Covert Douglas J, Wirostko William J, Han Dennis P, Lindgren Kevin E, Hammersley Jill A, Connor Thomas B, Kim Judy E
Retina Service of the Eye Institute, Medical College of Wisconsin, Milwaukee, USA.
Trans Am Ophthalmol Soc. 2008;106:171-7; discussion 177-8.
To identify preoperative, perioperative, and postoperative risk factors for scleral buckle (SB) removal.
A retrospective, consecutive, matched, case-control study. Cases included all patients undergoing SB removal between 1988 and 2007 at a single academic center. Case patients were matched against 4 randomly selected control patients who underwent SB implantation during the same year as the case patients. Odds ratios (ORs) were calculated for each factor investigated.
Forty cases of SB removal and 148 matched control cases were identified. Three cases of SB removal were omitted from analysis because of incomplete records. Factors associated with SB removal for any reason, according to univariate analysis, included concurrent globe-penetrating injury at the time of SB placement (OR, 24; 95% confidence interval [CI], 2.9-200), concurrent pars plana vitrectomy (PPV) (OR, 17.3; CI, 4.9-61), diabetes mellitus (DM) (OR, 7.3; CI, 1.8-30), prior long-term topical ocular therapy (OR, 4.3; CI, 1.7-11), and subsequent ocular procedures (OR, 3.4; CI, 1.5-7.5). Factors independently associated with SB removal according to multivariate analysis included concurrent globe-penetrating injury (OR, 27.3; CI, 1.7-426), concurrent PPV (OR, 11.3; CI, 2.9-45), DM (OR, 8.9; CI, 1.3-58), and subsequent ocular procedures (OR, 3.9; CI, 1.4-11). Factors that did not alter SB removal risk included patient age; sex; and type, size, or location of buckling elements used.

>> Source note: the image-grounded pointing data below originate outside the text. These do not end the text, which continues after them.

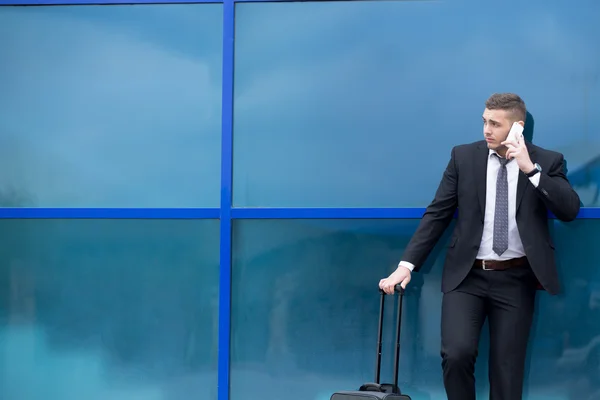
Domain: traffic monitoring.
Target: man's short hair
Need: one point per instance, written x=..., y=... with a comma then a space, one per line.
x=509, y=102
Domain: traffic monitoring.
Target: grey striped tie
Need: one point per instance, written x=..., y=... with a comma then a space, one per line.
x=501, y=214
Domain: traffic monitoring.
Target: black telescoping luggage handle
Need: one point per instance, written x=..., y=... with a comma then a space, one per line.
x=400, y=291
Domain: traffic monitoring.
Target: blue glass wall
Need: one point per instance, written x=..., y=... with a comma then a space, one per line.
x=197, y=200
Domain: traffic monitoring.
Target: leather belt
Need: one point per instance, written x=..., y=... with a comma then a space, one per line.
x=495, y=265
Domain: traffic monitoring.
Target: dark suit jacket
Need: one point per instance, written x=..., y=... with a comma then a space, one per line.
x=463, y=186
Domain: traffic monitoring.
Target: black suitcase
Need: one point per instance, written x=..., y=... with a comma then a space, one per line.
x=376, y=390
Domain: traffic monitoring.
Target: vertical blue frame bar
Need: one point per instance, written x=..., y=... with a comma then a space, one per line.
x=226, y=201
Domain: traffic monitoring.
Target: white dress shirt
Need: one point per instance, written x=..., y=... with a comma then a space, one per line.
x=515, y=246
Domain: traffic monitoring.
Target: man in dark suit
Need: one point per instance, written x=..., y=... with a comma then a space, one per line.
x=500, y=252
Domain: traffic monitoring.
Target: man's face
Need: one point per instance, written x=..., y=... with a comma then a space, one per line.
x=496, y=125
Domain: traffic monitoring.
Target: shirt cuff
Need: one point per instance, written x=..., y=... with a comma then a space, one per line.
x=406, y=264
x=535, y=180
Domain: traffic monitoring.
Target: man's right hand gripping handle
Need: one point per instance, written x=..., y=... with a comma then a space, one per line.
x=400, y=276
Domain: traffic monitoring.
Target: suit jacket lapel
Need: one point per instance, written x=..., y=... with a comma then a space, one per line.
x=481, y=161
x=522, y=181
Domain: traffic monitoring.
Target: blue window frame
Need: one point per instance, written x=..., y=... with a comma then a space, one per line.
x=225, y=213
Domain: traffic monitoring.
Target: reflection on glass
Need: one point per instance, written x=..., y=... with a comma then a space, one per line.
x=110, y=106
x=362, y=109
x=305, y=302
x=108, y=309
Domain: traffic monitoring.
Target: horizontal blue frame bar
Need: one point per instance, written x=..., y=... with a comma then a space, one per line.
x=332, y=213
x=350, y=213
x=236, y=213
x=97, y=2
x=111, y=213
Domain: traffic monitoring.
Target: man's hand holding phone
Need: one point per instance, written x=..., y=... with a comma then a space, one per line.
x=517, y=150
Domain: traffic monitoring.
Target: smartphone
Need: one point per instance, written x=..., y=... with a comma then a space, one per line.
x=516, y=133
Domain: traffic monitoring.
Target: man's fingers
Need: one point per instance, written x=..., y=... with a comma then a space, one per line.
x=405, y=282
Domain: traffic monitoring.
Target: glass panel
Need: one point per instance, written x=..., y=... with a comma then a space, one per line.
x=108, y=309
x=110, y=106
x=305, y=308
x=362, y=109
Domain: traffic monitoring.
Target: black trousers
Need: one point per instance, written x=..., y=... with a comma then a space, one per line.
x=507, y=298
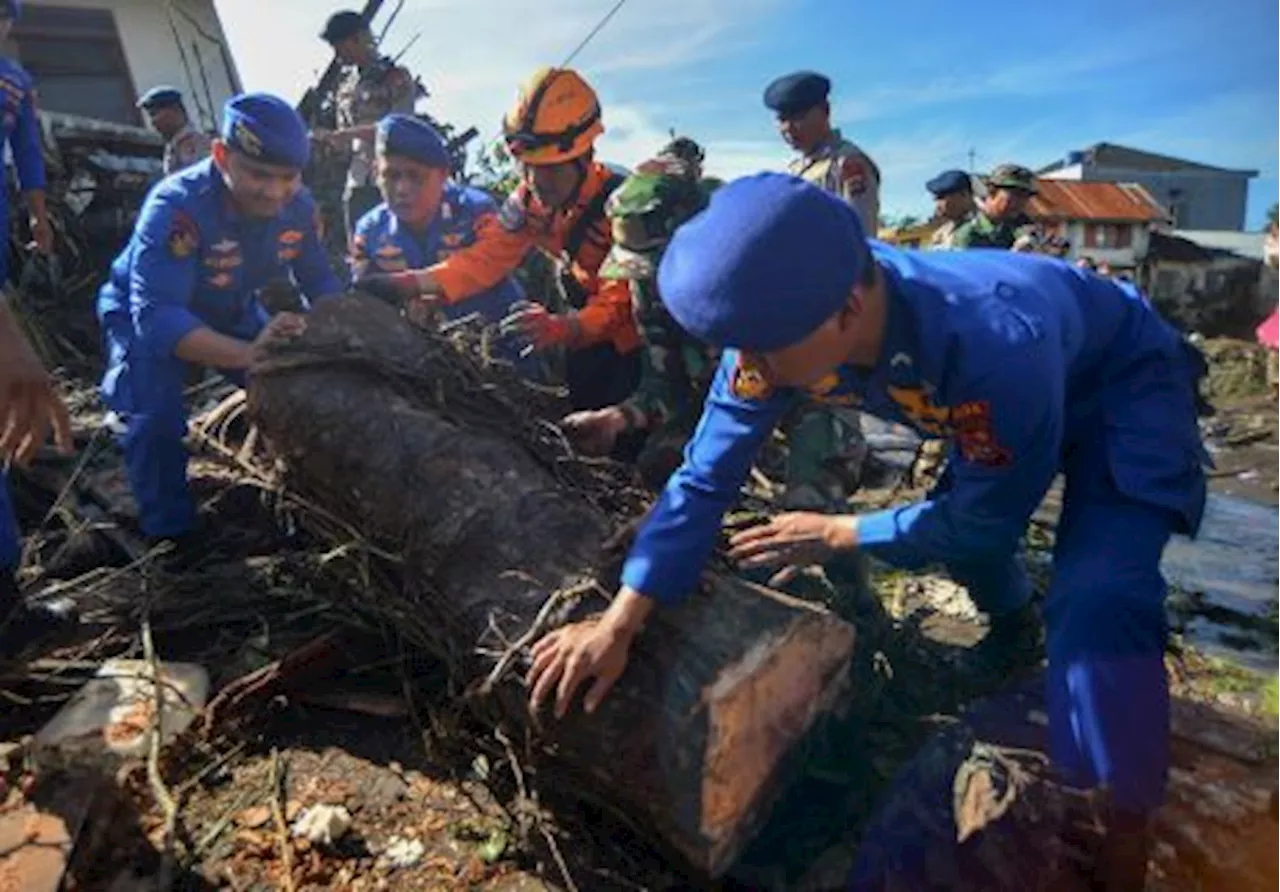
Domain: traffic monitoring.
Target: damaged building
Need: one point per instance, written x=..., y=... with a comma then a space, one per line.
x=91, y=59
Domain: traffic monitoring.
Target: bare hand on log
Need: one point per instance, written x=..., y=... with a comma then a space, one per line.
x=595, y=648
x=30, y=405
x=794, y=540
x=594, y=431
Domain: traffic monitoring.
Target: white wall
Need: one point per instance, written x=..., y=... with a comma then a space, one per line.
x=1129, y=256
x=154, y=56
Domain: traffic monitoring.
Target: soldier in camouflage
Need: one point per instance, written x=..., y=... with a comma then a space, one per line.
x=827, y=159
x=824, y=446
x=373, y=88
x=1002, y=220
x=644, y=211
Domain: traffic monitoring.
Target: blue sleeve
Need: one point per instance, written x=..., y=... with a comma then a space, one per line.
x=314, y=274
x=357, y=252
x=1008, y=420
x=27, y=155
x=163, y=274
x=681, y=529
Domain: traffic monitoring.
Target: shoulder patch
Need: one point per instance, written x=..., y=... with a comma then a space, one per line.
x=854, y=174
x=513, y=215
x=749, y=382
x=976, y=435
x=622, y=264
x=183, y=236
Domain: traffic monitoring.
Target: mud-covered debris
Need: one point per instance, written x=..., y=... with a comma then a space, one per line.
x=401, y=854
x=323, y=823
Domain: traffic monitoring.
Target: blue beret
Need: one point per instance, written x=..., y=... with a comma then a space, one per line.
x=949, y=182
x=798, y=92
x=159, y=97
x=265, y=128
x=412, y=138
x=341, y=26
x=769, y=260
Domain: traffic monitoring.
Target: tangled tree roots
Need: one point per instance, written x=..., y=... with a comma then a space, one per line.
x=497, y=534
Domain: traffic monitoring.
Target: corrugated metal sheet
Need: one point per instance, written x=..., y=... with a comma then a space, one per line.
x=1104, y=202
x=1247, y=245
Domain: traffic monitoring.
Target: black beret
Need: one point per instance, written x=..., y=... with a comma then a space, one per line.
x=949, y=182
x=796, y=92
x=160, y=97
x=341, y=26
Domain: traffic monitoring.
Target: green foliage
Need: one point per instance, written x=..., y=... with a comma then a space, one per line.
x=497, y=172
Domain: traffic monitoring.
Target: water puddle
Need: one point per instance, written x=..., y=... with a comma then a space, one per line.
x=1228, y=577
x=1232, y=575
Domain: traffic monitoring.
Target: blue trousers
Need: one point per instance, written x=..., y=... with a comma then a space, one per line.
x=10, y=539
x=1133, y=477
x=146, y=392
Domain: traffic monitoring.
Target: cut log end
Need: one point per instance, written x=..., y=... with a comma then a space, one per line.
x=758, y=709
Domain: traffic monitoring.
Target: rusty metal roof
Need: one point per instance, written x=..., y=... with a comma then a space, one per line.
x=1110, y=202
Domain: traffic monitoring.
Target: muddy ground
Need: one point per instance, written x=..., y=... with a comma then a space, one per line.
x=438, y=804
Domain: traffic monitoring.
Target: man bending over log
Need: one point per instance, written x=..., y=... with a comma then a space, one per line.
x=184, y=291
x=1031, y=367
x=424, y=218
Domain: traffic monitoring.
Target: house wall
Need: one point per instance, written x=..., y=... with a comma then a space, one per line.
x=1125, y=257
x=1198, y=199
x=208, y=76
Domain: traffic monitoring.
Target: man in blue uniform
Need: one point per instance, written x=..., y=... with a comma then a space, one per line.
x=27, y=397
x=183, y=142
x=423, y=219
x=1029, y=366
x=184, y=289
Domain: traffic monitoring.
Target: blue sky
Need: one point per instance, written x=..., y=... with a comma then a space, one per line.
x=918, y=85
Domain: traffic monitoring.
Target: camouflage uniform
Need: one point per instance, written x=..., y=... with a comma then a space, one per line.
x=983, y=232
x=676, y=370
x=824, y=446
x=365, y=96
x=944, y=237
x=841, y=168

Awareness of these risk factors may be valuable for the surgical planning of retinal detachment repair in patients at higher risk for subsequent SB removal and for risk stratification subsequent to SB implantation.
确定巩膜扣带术(SB)拆除的术前、围手术期及术后危险因素。
一项回顾性、连续性、匹配的病例对照研究。病例包括1988年至2007年在单一学术中心接受SB拆除的所有患者。病例患者与4名随机选择的对照患者匹配,这些对照患者在与病例患者同年接受SB植入。计算所研究的每个因素的比值比(OR)。
确定了40例SB拆除病例和148例匹配的对照病例。由于记录不完整,3例SB拆除病例被排除在分析之外。单因素分析显示,因任何原因导致SB拆除的相关因素包括SB放置时并发眼球穿通伤(OR,24;95%置信区间[CI],2.9 - 200)、并发玻璃体切割术(PPV)(OR,17.3;CI,4.9 - 61)、糖尿病(DM)(OR,7.3;CI,1.8 - 30)、既往长期局部眼部治疗(OR,4.3;CI,1.7 - 11)以及随后的眼部手术(OR,3.4;CI,1.5 - 7.5)。多因素分析显示,与SB拆除独立相关的因素包括并发眼球穿通伤(OR,27.3;CI,1.7 - 426)、并发PPV(OR,11.3;CI,2.9 - 45)、DM(OR,8.9;CI,1.3 - 58)以及随后的眼部手术(OR,3.9;CI,1.4 - 11)。未改变SB拆除风险的因素包括患者年龄、性别以及所使用扣带元件的类型、大小或位置。
了解这些危险因素对于后续SB拆除风险较高的患者进行视网膜脱离修复手术规划以及SB植入后的风险分层可能具有重要价值。